El liderazgo como tal tiene varias definiciones, pero en general podemos coincidir en que es la capacidad de inspirar y mover a los demás hacia cierto objetivo en común. El liderazgo como concepto es transversal, no es exclusivo de la política y la función pública, lo hay en nuestra casa con nuestros padres, con los maestros, entre los propios amigos y muchos otros casos más.

Latinoamérica es una región que actualmente se caracteriza por vivir una crisis de liderazgos nacionales, la gran mayoría de los países de esta región han virado drásticamente de partidos de derecha a izquierda o de izquierda a derecha, con un común denominador que es el descontento con sus gobernantes, líderes sindicales y, en algunos casos, inclusive clase empresarial.

Latinoamérica es un continente con población primordialmente joven, la edad promedio es de 24 años y sus países están viviendo el mayor bono demográfico en su historia, enfrentando una gran demanda de empleo, vivienda y oportunidades de estudio.

Los países conquistados por España y Portugal heredamos una cultura organizacional más monárquica y vertical, más autoritaria, donde generamos la necesidad de que alguien nos cuide y nos controle, porque si nos dejan sin correa sobran quienes quieran aprovecharse del sistema y enriquecerse o sacar algún beneficio de él; hay poca participación pero mucho interés y desorganización.

Por otro lado algunos países conquistados por Reino Unido o Francia, como Estados Unidos, que no tuvieron un mestizaje, sino un proceso de movilización masiva de poblaciones de continente a continente, heredaron la cultura de organizarse en comunidad, de gobernarse en lo local y ser menos autoritarios al fortalecer sus instituciones, en gran medida influenciados por los grandes pensadores del siglo XIX.

El reto para los jóvenes de Latinoamérica que queremos participar en política es romper con la idea de que la juventud está peleada con la experiencia, pero también dejar de creer que solamente por ser jóvenes merecemos recibir algo a cambio y, todavía peor, caer en la trampa de la escalera; en la cual, el joven que logra ser la excepción y subir la escalera, al llegar arriba la tumba para que no suban otros jóvenes, por miedo a ser superado en competencia, cuando la competencia es buena y la juventud es una condición, no una cualidad ni mucho menos una ventaja en términos de mérito.

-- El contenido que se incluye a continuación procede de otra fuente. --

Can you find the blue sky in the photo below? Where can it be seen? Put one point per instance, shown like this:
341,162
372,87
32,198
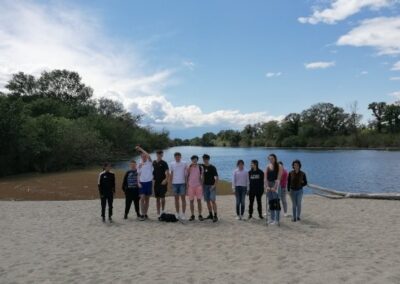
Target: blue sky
194,66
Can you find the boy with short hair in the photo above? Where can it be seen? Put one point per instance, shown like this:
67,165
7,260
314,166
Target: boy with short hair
195,186
130,186
106,186
178,181
146,181
161,177
210,187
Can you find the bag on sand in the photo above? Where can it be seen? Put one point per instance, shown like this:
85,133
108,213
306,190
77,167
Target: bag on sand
169,218
275,204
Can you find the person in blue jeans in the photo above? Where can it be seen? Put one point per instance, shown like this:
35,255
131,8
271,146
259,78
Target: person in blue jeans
296,181
240,182
273,174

Los jóvenes tenemos que buscar fortalecer las instituciones en las que participemos, sean políticas, académicas o empresariales, buscando que la agenda la pongamos nosotros, con temas de nuestro interés. Mezclar la curiosidad y versatilidad de los millennials y centennials con la estabilidad y determinación de la generación X y los baby boomers.

La edad promedio de la población de América Latina y el Caribe casi se duplicará entre 1950 y 2050, pasando de 28 a 40. Debemos ser congruentes como sociedad, para exigirle al político que no robe; debemos empezar en nuestras casas no mintiendo, no copiando la tarea, no dándole la mordida al oficial de tránsito. Mostremos que el trabajo dice más que mil palabras y que solidarizándonos entre nosotros podemos hacer grandes cosas.